Foreign investors are selling Asian emerging market assets at the fastest pace since China devalued its currency

Photo: Matt Cardy/Getty Images

Foreign investors are selling out of Asian emerging markets at the fastest pace seen since August last year.

That was when China rattled financial markets by suddenly deciding to weaken its currency, sparking a wave of volatility not seen since the European debt crisis.

Perhaps it’s a precursor to what lies ahead?

According to research from ANZ Bank, net outflows from stocks and bonds, excluding China, totalled $US6.6b billion in October with sales of bonds accounting for the bulk of that at $US5.1 billion.

For China specifically, ANZ notes that bond inflows, at $US3.1 billion, remained strong, albeit well off the levels seen in the previous two months ahead of the yuan’s inclusion in the IMF’s special drawing right (SRD) basket.

This chart from ANZ shows the scale of the selling seen last month, excluding the inflows seen into China:

And it wasn’t just because of heightened uncertainty due to the US federal election.

“While US election-related uncertainty contributed partly to the outflows, we do not think it was the main driving force,” said Khoon Goh, head of Asia research at ANZ.

“In our view, the increased expectations of a December rate hike from the US Federal Reserve and the rise in bond yields in major developed markets were the bigger drivers.”

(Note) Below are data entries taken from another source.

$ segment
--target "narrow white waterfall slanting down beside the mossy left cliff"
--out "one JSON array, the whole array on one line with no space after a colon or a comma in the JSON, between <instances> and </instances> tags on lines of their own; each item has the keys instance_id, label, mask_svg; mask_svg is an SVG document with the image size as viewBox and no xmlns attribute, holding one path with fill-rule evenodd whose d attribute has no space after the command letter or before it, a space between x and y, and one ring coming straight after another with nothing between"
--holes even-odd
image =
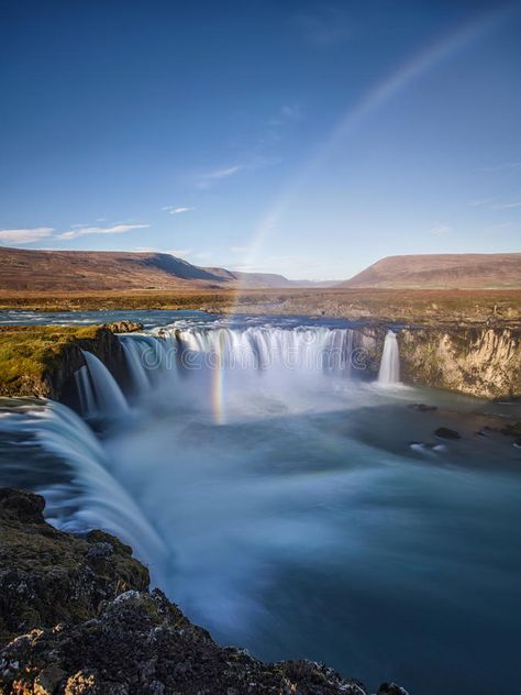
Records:
<instances>
[{"instance_id":1,"label":"narrow white waterfall slanting down beside the mossy left cliff","mask_svg":"<svg viewBox=\"0 0 521 695\"><path fill-rule=\"evenodd\" d=\"M77 376L77 384L79 385L81 404L85 404L87 408L87 415L117 416L126 412L129 409L126 399L109 369L92 353L82 350L81 354L87 364L88 375L81 371L85 367L81 367Z\"/></svg>"}]
</instances>

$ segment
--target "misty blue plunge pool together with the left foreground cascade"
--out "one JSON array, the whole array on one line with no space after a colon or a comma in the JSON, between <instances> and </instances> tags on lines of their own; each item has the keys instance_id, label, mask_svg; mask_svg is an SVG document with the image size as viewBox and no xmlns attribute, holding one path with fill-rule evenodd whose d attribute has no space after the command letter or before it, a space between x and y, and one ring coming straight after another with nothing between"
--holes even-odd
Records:
<instances>
[{"instance_id":1,"label":"misty blue plunge pool together with the left foreground cascade","mask_svg":"<svg viewBox=\"0 0 521 695\"><path fill-rule=\"evenodd\" d=\"M199 330L219 318L155 312L144 322L173 321ZM325 661L373 688L395 680L419 695L518 692L521 451L477 433L519 418L518 407L356 374L221 377L219 421L204 369L162 374L140 397L122 384L130 413L91 422L96 434L74 415L65 424L60 410L11 410L0 418L0 482L44 490L55 523L125 537L222 643ZM435 439L440 426L462 439Z\"/></svg>"}]
</instances>

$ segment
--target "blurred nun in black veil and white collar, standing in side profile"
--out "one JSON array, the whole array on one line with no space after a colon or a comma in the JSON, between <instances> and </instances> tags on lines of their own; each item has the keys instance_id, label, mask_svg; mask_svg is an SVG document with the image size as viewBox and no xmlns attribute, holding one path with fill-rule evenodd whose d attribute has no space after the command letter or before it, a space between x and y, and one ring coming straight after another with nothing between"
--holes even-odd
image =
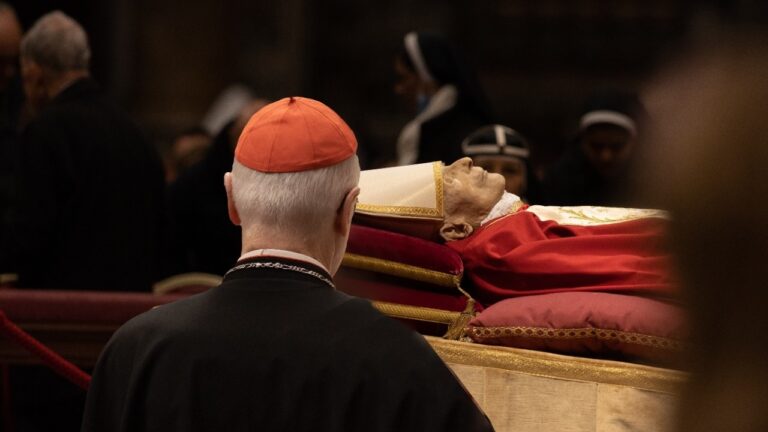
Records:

This, in turn, helped to boost the US dollar, attracting inflows as expectations for higher US interest rates, along with the perceived likelihood of Hillary Clinton winning the US election.

As seen in the chart below, also from ANZ, there is a clear relationship between movements in the US dollar against Asian emerging market currencies and capital flows in and out of of the region.

Somewhat ominously, Goh says that portfolio flows into the region look set to stay volatile even if Hillary Clinton takes the presidency “as market focus will quickly turn to the US monetary policy outlook”.

One only has to look back to late last year, when the US Fed lifted interest rates for the first time in nearly a decade, to see what could potentially happen.

Then, like now, a rate hike in December was widely expected, and it still led to a tumultuous period for both emerging and developed markets.